This keto Oreo Mug Cake is basically what would happen if an Oreo and a piece of cake made a baby. It’s made in the microwave in less than 5 minutes, and the whole thing has less than 3 net carbs.
1 Tablespoon (14g) melted butter
1 Teaspoon (4g) coconut oil
½ Tablespoon (7g) almond milk
3 Heaping Tbsps (30g) Confectioner’s Swerve
Pinch of salt
1/2 Tbsp (7g) melted butter
1 large egg
¼ Teaspoon (1g) vanilla extract
¼ Cup (28g) almond flour
2 Heaping tablespoons (20g) Confectioners Swerve
1 Tablespoon (5g) unsweetened dark cocoa powder
½ Teaspoon (2g) baking powder
Pinch of salt
Add all of the cream filling ingredients to a small dish and mix until combined.
Once combined set that small dish aside, and start working on the cake.
In a large measuring cup add all of the cake ingredients, and mix until thick/combined.
Now coat an 8oz. ramekin with baking spray, and pour the cake batter into it.

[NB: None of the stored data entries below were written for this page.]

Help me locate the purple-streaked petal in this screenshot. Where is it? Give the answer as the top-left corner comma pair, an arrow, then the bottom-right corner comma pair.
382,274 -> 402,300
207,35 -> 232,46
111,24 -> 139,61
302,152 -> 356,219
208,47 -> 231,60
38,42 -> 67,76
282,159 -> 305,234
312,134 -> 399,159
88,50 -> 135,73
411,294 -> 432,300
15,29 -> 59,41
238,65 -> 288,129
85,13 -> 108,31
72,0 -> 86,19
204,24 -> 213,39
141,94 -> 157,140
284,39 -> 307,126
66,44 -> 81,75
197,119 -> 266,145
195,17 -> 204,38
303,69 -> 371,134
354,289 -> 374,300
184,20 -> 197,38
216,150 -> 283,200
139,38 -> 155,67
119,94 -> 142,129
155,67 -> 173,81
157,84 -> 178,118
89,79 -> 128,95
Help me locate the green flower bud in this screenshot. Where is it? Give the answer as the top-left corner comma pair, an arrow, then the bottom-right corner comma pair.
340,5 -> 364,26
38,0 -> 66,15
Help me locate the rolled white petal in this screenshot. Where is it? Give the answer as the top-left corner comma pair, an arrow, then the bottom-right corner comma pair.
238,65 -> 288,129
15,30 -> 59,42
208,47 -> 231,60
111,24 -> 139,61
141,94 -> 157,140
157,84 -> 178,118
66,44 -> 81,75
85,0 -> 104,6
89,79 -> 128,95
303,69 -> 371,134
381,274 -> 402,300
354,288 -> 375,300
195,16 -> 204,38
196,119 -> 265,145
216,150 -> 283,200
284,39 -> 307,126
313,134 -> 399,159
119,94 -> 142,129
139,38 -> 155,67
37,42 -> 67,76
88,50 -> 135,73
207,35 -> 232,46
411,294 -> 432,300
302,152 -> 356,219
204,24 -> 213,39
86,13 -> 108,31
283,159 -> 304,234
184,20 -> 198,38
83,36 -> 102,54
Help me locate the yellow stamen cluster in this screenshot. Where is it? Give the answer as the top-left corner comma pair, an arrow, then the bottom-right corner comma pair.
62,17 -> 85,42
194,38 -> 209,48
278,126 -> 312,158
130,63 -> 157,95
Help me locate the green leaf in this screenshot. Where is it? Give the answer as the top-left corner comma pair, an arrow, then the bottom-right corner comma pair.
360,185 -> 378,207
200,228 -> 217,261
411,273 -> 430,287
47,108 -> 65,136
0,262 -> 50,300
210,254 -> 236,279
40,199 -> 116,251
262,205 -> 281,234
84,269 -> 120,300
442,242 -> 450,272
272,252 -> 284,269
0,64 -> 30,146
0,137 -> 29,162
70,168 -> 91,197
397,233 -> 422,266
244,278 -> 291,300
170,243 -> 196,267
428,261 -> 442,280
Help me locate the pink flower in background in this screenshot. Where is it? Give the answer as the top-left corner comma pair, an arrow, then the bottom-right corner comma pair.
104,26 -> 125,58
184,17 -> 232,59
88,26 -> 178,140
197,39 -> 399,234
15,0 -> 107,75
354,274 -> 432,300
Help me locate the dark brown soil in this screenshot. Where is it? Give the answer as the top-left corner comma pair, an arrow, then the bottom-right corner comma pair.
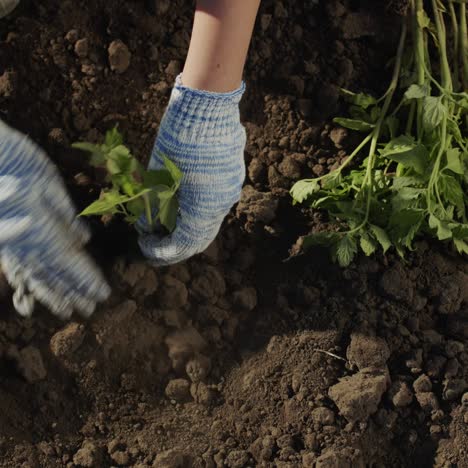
1,1 -> 467,467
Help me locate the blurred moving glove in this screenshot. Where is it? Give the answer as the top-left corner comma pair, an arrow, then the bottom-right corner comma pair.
0,0 -> 19,18
0,120 -> 110,318
138,75 -> 246,265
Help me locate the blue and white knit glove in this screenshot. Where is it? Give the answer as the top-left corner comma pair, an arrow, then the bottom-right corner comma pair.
138,75 -> 246,265
0,120 -> 110,318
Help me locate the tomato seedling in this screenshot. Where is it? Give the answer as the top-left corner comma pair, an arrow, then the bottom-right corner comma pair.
73,127 -> 182,232
291,0 -> 468,266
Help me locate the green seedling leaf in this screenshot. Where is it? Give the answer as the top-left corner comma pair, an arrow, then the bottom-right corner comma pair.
453,238 -> 468,255
429,214 -> 453,240
144,169 -> 175,189
445,148 -> 464,175
390,209 -> 425,249
369,225 -> 392,253
72,142 -> 106,167
80,191 -> 127,216
322,172 -> 343,190
163,155 -> 183,186
439,174 -> 465,212
380,136 -> 428,174
333,118 -> 375,132
360,233 -> 377,256
290,179 -> 320,203
453,223 -> 468,237
340,88 -> 377,109
155,190 -> 179,232
111,173 -> 143,195
422,96 -> 447,133
404,84 -> 429,100
392,176 -> 426,190
104,126 -> 124,149
391,187 -> 425,211
334,235 -> 357,267
76,128 -> 182,233
126,198 -> 145,218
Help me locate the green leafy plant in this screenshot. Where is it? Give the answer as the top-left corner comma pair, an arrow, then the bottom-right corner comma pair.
73,127 -> 182,232
291,0 -> 468,266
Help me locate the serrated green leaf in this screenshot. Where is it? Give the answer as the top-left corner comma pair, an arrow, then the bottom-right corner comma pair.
429,214 -> 453,240
360,233 -> 377,256
380,135 -> 428,174
290,179 -> 321,203
391,187 -> 425,211
369,225 -> 392,253
404,84 -> 429,100
392,176 -> 425,190
453,224 -> 468,239
322,172 -> 343,189
445,148 -> 464,175
340,88 -> 377,109
335,235 -> 357,267
104,127 -> 124,149
389,209 -> 425,248
333,117 -> 375,132
453,238 -> 468,254
439,174 -> 465,212
422,96 -> 447,133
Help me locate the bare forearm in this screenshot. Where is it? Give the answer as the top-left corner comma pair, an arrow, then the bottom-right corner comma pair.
182,0 -> 260,92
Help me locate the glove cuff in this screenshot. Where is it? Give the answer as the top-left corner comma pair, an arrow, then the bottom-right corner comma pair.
174,74 -> 245,104
158,74 -> 245,143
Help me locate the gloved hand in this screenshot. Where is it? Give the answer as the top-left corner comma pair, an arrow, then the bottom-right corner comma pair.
0,120 -> 110,318
138,75 -> 246,265
0,0 -> 19,18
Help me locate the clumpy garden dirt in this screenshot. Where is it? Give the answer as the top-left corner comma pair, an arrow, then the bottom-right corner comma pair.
0,1 -> 467,467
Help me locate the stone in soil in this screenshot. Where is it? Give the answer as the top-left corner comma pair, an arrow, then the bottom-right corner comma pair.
108,39 -> 131,73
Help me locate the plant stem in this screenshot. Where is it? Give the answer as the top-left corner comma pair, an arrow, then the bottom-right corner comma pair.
448,0 -> 460,88
143,193 -> 154,230
406,100 -> 416,135
432,0 -> 453,90
459,2 -> 468,91
414,0 -> 427,141
349,19 -> 408,235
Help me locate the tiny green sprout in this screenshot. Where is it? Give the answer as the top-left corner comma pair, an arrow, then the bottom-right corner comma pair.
72,127 -> 182,233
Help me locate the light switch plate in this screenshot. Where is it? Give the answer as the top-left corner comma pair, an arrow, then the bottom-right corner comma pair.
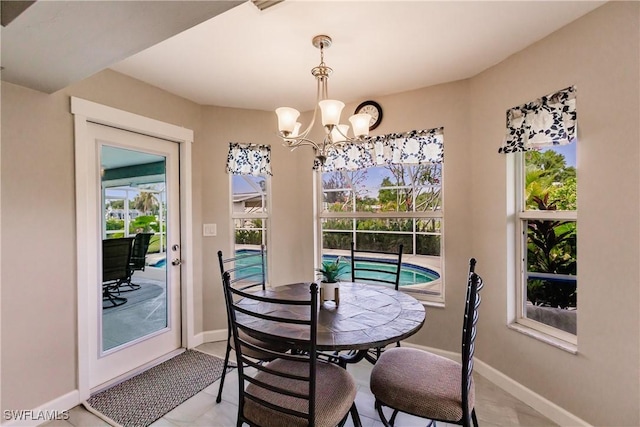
203,223 -> 217,236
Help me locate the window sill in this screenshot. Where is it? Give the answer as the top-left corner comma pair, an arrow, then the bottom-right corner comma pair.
421,300 -> 445,309
508,323 -> 578,354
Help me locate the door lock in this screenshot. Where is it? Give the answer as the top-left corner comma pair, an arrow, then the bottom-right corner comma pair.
171,258 -> 183,266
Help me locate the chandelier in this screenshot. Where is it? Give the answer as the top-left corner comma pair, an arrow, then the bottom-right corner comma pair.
275,35 -> 372,166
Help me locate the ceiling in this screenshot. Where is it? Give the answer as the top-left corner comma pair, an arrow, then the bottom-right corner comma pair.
2,1 -> 606,113
0,0 -> 242,92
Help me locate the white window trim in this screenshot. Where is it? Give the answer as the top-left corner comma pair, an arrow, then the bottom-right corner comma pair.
511,152 -> 578,348
315,168 -> 445,304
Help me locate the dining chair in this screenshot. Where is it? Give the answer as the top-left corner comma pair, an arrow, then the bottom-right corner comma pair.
350,241 -> 403,289
118,232 -> 153,292
350,241 -> 403,362
216,246 -> 288,404
221,272 -> 361,427
369,258 -> 484,427
102,237 -> 134,309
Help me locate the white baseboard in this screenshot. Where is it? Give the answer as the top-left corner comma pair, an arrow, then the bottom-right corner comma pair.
1,390 -> 79,427
200,329 -> 228,344
402,342 -> 590,427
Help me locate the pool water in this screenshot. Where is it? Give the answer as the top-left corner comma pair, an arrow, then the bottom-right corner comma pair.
150,250 -> 440,286
322,254 -> 439,286
234,250 -> 439,286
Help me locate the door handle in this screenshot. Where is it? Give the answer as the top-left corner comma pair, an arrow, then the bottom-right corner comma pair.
171,258 -> 183,266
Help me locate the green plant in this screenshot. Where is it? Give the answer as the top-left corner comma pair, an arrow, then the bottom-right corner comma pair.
316,257 -> 348,283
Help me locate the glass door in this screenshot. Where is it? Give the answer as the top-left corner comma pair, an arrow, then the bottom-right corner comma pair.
89,123 -> 181,390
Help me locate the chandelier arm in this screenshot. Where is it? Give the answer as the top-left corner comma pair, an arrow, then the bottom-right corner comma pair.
281,136 -> 321,152
294,77 -> 325,140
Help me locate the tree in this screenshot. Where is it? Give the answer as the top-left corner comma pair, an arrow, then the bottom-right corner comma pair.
322,170 -> 367,212
133,191 -> 158,215
525,149 -> 577,308
525,150 -> 575,183
377,164 -> 441,212
107,200 -> 124,210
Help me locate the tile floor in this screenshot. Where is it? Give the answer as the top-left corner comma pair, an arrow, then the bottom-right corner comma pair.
45,341 -> 557,427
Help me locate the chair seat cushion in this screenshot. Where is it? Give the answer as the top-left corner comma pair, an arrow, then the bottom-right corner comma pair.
244,359 -> 357,427
232,330 -> 288,360
370,347 -> 474,422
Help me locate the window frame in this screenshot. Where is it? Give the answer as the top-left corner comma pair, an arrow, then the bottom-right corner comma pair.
229,173 -> 272,283
513,151 -> 577,346
315,164 -> 445,305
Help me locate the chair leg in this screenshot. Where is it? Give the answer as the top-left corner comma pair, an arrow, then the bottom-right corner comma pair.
471,409 -> 479,427
216,339 -> 232,403
349,402 -> 362,427
375,399 -> 392,427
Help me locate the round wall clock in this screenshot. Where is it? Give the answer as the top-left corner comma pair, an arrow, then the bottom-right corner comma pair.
355,100 -> 383,131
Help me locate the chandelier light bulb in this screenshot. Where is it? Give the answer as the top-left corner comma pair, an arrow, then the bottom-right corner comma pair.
318,100 -> 345,126
349,113 -> 372,138
330,124 -> 350,143
275,107 -> 300,134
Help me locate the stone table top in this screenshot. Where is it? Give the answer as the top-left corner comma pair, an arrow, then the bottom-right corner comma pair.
236,282 -> 426,352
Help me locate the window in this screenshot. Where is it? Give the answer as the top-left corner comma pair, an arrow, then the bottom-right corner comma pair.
499,86 -> 577,345
515,144 -> 577,343
227,143 -> 272,281
230,174 -> 270,278
317,129 -> 444,303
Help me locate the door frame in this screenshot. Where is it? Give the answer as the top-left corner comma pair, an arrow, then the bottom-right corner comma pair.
71,97 -> 195,400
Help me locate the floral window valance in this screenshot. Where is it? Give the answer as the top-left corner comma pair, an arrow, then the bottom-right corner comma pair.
498,86 -> 577,154
226,143 -> 272,176
318,127 -> 444,172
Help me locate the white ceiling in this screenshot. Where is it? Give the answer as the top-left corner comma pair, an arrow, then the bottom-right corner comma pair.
110,1 -> 606,112
1,1 -> 606,113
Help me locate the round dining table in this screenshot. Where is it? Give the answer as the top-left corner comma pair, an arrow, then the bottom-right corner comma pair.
237,281 -> 426,363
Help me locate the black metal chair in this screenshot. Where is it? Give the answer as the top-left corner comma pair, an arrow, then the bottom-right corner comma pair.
102,237 -> 134,309
119,232 -> 153,292
216,246 -> 288,404
350,241 -> 403,362
221,272 -> 360,427
350,241 -> 404,290
370,258 -> 484,427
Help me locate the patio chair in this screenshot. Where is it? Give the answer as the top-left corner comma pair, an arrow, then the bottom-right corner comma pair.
222,272 -> 361,427
118,232 -> 153,292
350,241 -> 403,363
102,237 -> 134,309
370,258 -> 484,427
215,246 -> 289,404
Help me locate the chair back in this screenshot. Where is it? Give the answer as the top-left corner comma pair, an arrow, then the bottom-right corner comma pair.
461,258 -> 484,426
218,246 -> 267,292
130,233 -> 153,271
350,241 -> 403,289
221,272 -> 319,426
103,237 -> 134,283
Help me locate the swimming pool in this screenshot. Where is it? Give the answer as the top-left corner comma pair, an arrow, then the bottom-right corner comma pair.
150,250 -> 440,286
322,254 -> 439,286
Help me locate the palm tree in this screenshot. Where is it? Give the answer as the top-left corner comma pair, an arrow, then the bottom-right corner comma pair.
133,191 -> 158,214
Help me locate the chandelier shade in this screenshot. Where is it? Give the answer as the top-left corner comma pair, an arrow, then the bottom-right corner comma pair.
275,35 -> 372,166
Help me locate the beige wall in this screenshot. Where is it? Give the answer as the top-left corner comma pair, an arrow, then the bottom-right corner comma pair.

Cook in the microwave for 30 seconds, check on it and cook for another 15-ish seconds.
You want the cake to be slightly underdone – it will finish cooking as it cools.
Once the cake cools, cut it in half, and invert the cake – you want the inside part to be the top and bottom of it.
Add the cream filling to the bottom part of the cake, and then add the top to it.
*** COOKING IN THE OVEN ***
Cook in the oven at 350 F. for around 10-15 minutes.
Once you can insert a toothpick into the middle of it, and remove it clean, it’s done.